A couple lived there, Howard had said, and it was a young woman who answered his ring. It made him feel rather awkward asking about a girl with fair hair, quiet and reserved, a girl who might have had a baby with her, for this woman was also a blonde and she carried a young child supported on her hip.
'They came and asked me before,' she said. 'I told them we never let rooms or a flat.' She added proudly, 'We live in the whole house.'
He tried the immediate neighbours, worked back to the main street from which this one turned, then up towards the church, down the other side. A lot of people in Belgrade Road let rooms and he talked to half a dozen landladies who sent him off to other landladies. At one point he thought he was getting somewhere. A West Indian hospital orderly who worked nights but showed no dismay at being awakened from his sleep, remembered young Mrs Maitland who had lived on the top floor of number 59 and whose husband had abandoned her and her baby in December. She had moved away a couple of weeks later.

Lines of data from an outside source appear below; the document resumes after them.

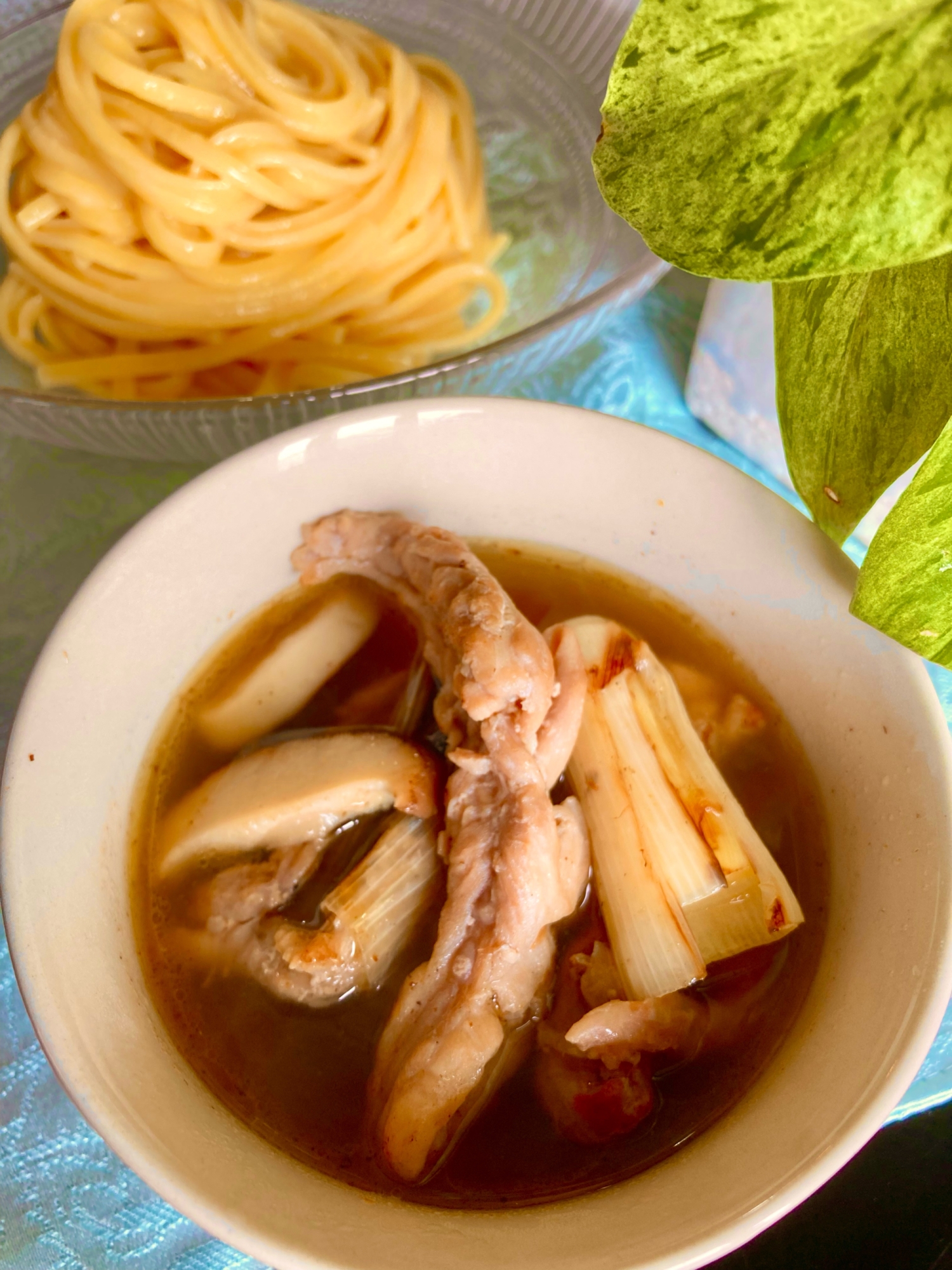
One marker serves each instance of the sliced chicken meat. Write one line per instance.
(517, 866)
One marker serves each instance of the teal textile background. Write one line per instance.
(65, 1200)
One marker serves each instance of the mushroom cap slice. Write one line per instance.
(298, 792)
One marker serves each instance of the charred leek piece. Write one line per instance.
(289, 676)
(760, 905)
(298, 792)
(653, 944)
(383, 901)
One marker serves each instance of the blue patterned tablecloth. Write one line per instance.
(65, 1200)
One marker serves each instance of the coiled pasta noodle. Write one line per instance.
(232, 197)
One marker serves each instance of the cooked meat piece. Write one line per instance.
(724, 723)
(516, 864)
(590, 1103)
(620, 1032)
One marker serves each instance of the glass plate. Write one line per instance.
(538, 72)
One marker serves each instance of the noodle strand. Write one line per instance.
(234, 197)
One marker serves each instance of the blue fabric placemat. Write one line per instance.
(65, 1200)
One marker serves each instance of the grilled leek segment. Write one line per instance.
(383, 901)
(289, 676)
(748, 866)
(682, 876)
(371, 916)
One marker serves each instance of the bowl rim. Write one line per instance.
(626, 286)
(854, 1131)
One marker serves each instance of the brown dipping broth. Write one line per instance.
(298, 1076)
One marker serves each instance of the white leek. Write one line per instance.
(653, 944)
(383, 901)
(761, 905)
(291, 672)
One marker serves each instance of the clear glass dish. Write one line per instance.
(538, 72)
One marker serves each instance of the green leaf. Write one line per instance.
(784, 139)
(864, 383)
(906, 584)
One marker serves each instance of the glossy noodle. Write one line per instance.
(216, 200)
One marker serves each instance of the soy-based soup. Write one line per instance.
(299, 1075)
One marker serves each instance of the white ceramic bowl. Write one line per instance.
(751, 566)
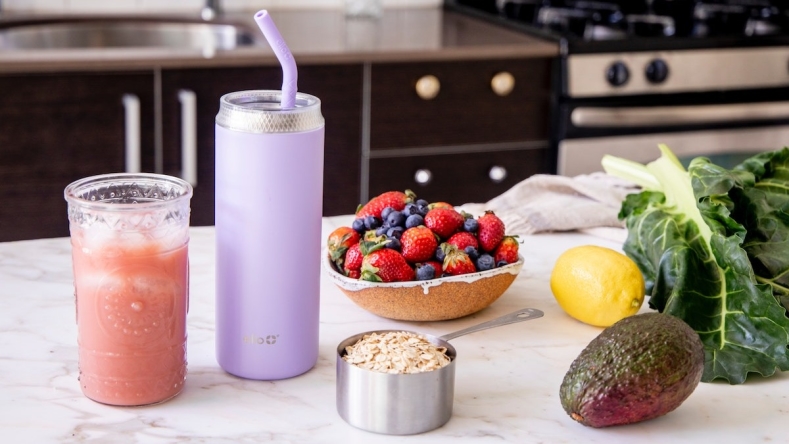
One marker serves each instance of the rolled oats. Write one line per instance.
(396, 352)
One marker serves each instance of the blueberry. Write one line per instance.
(485, 262)
(410, 208)
(472, 252)
(395, 219)
(395, 232)
(358, 225)
(471, 225)
(372, 222)
(425, 272)
(414, 220)
(440, 254)
(393, 243)
(385, 212)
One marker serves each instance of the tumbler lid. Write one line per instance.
(260, 111)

Wexford went back to 59 where he had previously met with ungraciousness on the part of the owner, and met this time with pugnacity. 'I told you my daughter was living here. How many more times, I should like to know? Will you go away and let me get on with my cooking? She left in December and she's living up Shepherd's Bush way. I saw her last night and she wasn't dead then. Does that satisfy you?'
Disheartened, he went on. There was no point in giving her name. He was sure she hadn't called herself Loveday Morgan until she went to live in Garmisch Terrace. All he could do was repeat the description and enquire about anyone known to have moved away at the end of the previous year. The rain fell more heavily. What a stupid invention an umbrella was, almost useless for a job like this! But he put it up again, tilting it backwards while he stood under the dripping porches.